Bestens ausgerüstet: Zubehör für die Fold-Ära
Klar, ein derart teures Telefon braucht das passende Support-System, und der Zubehörmarkt ist bereits in heller Aufregung. Wenn du vorhast, einer der Ersten zu sein, solltest du dich nach Ausstattung umsehen, die zum faltbaren Lebensstil passt:
- Magnetische Powerbanks: Da der größere Bildschirm ordentlich Strom zieht, ist ein portables Ladegerät unerlässlich. Halte Ausschau nach Modellen wie dem RORRY 3-in-1 mit 10.000 mAh oder dem CIO NovaWave, die zusammenklappbare Stecker und kabellose Ladepads integriert haben – perfekt, um sie ohne nerviges Kabelgewirr in die Tasche zu werfen.
- Spezielle Cases: Der Schutz des Scharniers hat oberste Priorität. Marken wie Case-Mate sollen bereits an passenden Hüllen arbeiten, die auf das neue Format abgestimmt sind.
- Kabelgebundener Sound: Auch wenn das Fold wohl stark auf drahtlose Verbindungen setzen wird, schwört ein Teil der Community immer noch auf Kabel. Ein solides Paar zusammenklappbarer Over-Ear-Kopfhörer von Sony mit extra Bass lässt sich via Adapter an der 3,5-mm-Buchse anschließen und liefert dir so für Flugreisen einen verlässlichen, verzögerungsfreien Sound.

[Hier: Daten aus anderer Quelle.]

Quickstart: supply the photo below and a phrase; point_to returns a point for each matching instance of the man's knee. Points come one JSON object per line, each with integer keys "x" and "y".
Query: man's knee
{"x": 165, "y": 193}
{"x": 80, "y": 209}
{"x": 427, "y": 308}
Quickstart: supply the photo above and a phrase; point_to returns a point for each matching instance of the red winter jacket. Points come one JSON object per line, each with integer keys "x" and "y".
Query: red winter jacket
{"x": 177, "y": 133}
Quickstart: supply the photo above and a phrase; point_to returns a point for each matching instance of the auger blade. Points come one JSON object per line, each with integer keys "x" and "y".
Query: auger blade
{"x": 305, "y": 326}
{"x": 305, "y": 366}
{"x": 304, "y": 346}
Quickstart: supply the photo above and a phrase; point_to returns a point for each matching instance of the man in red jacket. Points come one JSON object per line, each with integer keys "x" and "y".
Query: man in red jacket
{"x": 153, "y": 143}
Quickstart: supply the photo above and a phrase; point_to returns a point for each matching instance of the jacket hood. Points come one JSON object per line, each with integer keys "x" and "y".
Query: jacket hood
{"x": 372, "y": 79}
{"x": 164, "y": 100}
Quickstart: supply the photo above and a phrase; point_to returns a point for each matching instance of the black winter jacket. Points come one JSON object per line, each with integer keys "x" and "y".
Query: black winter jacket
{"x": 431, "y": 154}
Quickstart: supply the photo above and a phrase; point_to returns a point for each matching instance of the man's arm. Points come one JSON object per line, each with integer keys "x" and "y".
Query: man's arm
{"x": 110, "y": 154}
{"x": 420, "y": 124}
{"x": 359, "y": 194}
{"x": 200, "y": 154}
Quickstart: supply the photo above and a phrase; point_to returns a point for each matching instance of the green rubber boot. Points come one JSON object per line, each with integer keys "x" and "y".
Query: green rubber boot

Das Fazit: Ein neues Kapitel
Schau, über dreitausend Euro für ein Telefon auszugeben, ist eine Ansage. Aber zum ersten Mal seit einem Jahrzehnt bietet Apple etwas, das nicht nur ein schnelleres Rechteck ist. Das iPhone Fold steht für eine echte Veränderung in der Art, wie wir mit unseren Geräten interagieren könnten – ein handliches Telefon, das sich zu einem kraftvollen Mini-Tablet aufklappen lässt. Wenn die Falte wirklich unsichtbar ist und die Software sich intuitiv anfühlt, dann könnte man sich 2026 vielleicht als das Jahr merken, in dem die Faltbaren im Mainstream ankamen. Halt die Augen im September offen; das Warten ist fast vorbei.